Ainsi donc, à Pedrogão, on tient des vaches braves depuis plus de cent ans. Dans un cadrage sergileonesque, le chapeau de ala ancha d’António dirige l’exercice complexe de la sélection dans une cadence que lui seul imprime et qui ne souffre pas la contestation. On torée, certes, mais avant tout on mesure la caste et la bravoure. Les six vaches sont issues d’un « semental avec du caractère » avoue-t-il, malicieux. La voix assurée, bienveillante avec tous, il commande le placement, la distance, le tempo adéquat. Sur un écritoire de bois, António remplit d’encre un petit cahier bleu, coffre-fort dans lequel est conservé le secret de la caste fougueuse de ses Oliveira Irmãos. Huit à neuf rencontres pour certaines, des pattes d’acier, des charges exigeantes et pesantes et cette présence brute et sèche que l’on dirait pouvoir toucher du doigt tant elle envahit le moindre recoin du ruedo.

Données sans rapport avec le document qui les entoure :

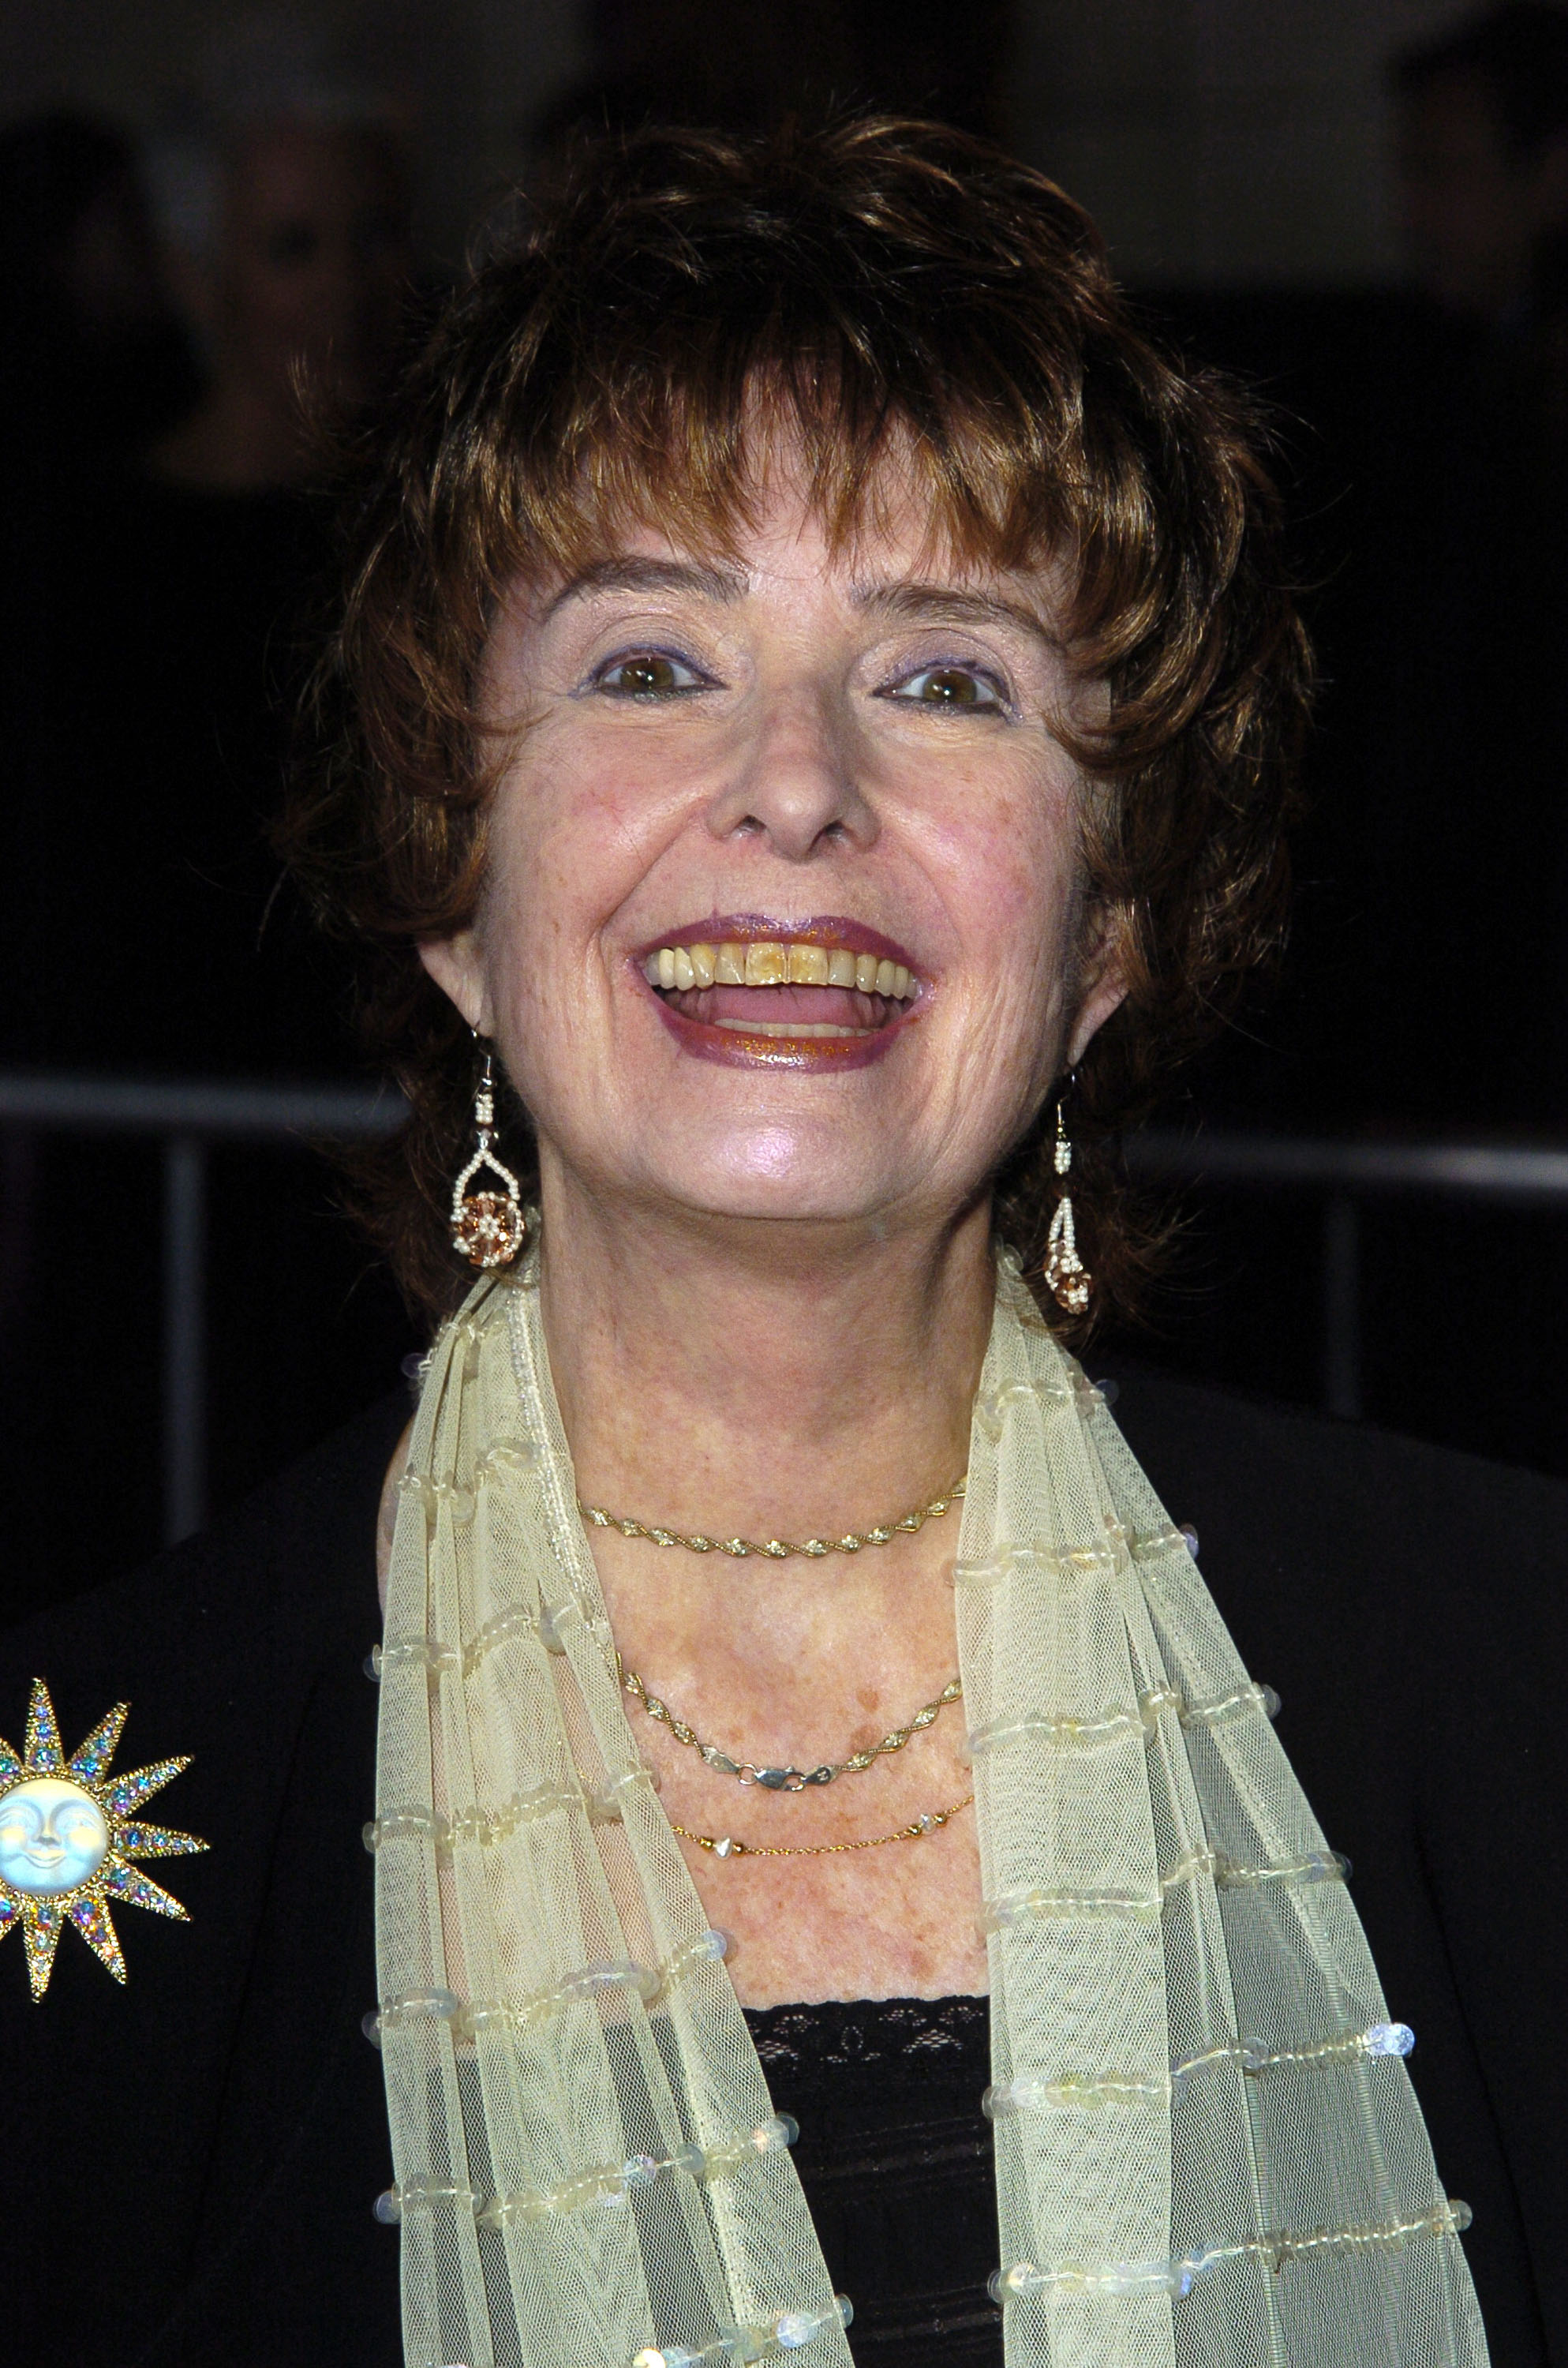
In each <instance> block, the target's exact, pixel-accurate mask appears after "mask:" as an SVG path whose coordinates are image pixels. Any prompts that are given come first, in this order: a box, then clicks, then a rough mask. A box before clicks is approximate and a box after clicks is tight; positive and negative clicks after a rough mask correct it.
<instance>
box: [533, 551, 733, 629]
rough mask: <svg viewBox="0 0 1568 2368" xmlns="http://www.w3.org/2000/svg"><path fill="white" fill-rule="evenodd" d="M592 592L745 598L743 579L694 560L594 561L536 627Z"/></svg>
mask: <svg viewBox="0 0 1568 2368" xmlns="http://www.w3.org/2000/svg"><path fill="white" fill-rule="evenodd" d="M595 592H696V594H701V597H703V599H715V601H725V604H732V601H737V599H744V597H746V578H744V575H737V573H732V571H730V568H711V566H701V564H699V561H696V559H628V556H625V554H618V556H611V559H595V561H592V564H590V566H585V568H578V573H576V575H573V578H571V580H568V583H564V585H561V590H559V592H557V594H554V597H552V599H550V604H547V609H545V613H542V618H540V625H547V623H550V618H552V616H554V613H557V611H559V609H564V606H566V604H568V601H573V599H592V594H595Z"/></svg>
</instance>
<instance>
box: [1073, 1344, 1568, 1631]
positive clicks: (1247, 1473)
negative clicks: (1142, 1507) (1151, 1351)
mask: <svg viewBox="0 0 1568 2368" xmlns="http://www.w3.org/2000/svg"><path fill="white" fill-rule="evenodd" d="M1097 1371H1099V1364H1097ZM1108 1373H1111V1376H1113V1378H1116V1383H1118V1395H1116V1421H1118V1423H1120V1428H1123V1433H1125V1437H1127V1444H1130V1447H1132V1452H1135V1454H1137V1459H1139V1463H1142V1466H1144V1471H1146V1473H1149V1480H1151V1482H1153V1487H1156V1492H1158V1494H1161V1499H1163V1504H1165V1506H1168V1511H1170V1516H1172V1518H1175V1520H1177V1523H1191V1525H1194V1527H1196V1530H1199V1544H1201V1561H1203V1575H1206V1579H1208V1584H1210V1589H1213V1591H1215V1596H1217V1601H1220V1608H1222V1610H1225V1613H1227V1617H1229V1615H1232V1610H1234V1613H1236V1617H1248V1610H1251V1608H1253V1606H1255V1603H1258V1601H1265V1598H1277V1596H1279V1594H1281V1589H1284V1591H1296V1594H1300V1591H1303V1589H1305V1591H1307V1594H1310V1601H1312V1613H1315V1617H1317V1620H1329V1617H1336V1620H1338V1617H1364V1620H1369V1622H1374V1624H1376V1627H1379V1629H1381V1634H1383V1641H1386V1646H1388V1648H1397V1650H1402V1653H1412V1650H1414V1653H1421V1650H1424V1646H1426V1643H1445V1646H1447V1648H1450V1650H1452V1646H1454V1643H1457V1636H1459V1634H1469V1632H1476V1634H1485V1636H1487V1639H1490V1643H1492V1648H1497V1646H1499V1643H1504V1641H1514V1643H1523V1641H1525V1639H1535V1641H1540V1643H1544V1641H1547V1639H1556V1641H1563V1643H1568V1622H1566V1615H1563V1606H1566V1603H1568V1589H1566V1584H1563V1582H1566V1579H1568V1485H1566V1482H1561V1480H1554V1478H1549V1475H1544V1473H1532V1471H1523V1468H1516V1466H1509V1463H1490V1461H1485V1459H1480V1456H1469V1454H1459V1452H1454V1449H1447V1447H1431V1444H1426V1442H1421V1440H1407V1437H1397V1435H1393V1433H1386V1430H1376V1428H1374V1426H1364V1423H1338V1421H1329V1418H1324V1416H1315V1414H1305V1411H1298V1409H1289V1407H1279V1404H1270V1402H1267V1399H1258V1397H1246V1395H1239V1392H1229V1390H1213V1388H1206V1385H1201V1383H1191V1381H1182V1378H1175V1376H1170V1373H1163V1371H1156V1369H1151V1366H1139V1364H1135V1362H1130V1359H1111V1362H1108ZM1407 1624H1409V1634H1402V1629H1405V1627H1407Z"/></svg>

Une seule vivra. La très bonne dernière. Le choix est arrêté et António donne le sentiment de n’avoir pas tergiversé outre mesure. L’apanage de l’expérience et du savoir. Le conseil des fantômes, l’encre familiale.


  • Extrait d’un entretien publié dans la revue Aplausos, n° 2037, 2016.
  • Dupuy (Pierre). Revue Toros, n° 1598, mars 1999.

Photographie : tienta à Pedrogão, mai 2017 @ Yannick Olivier.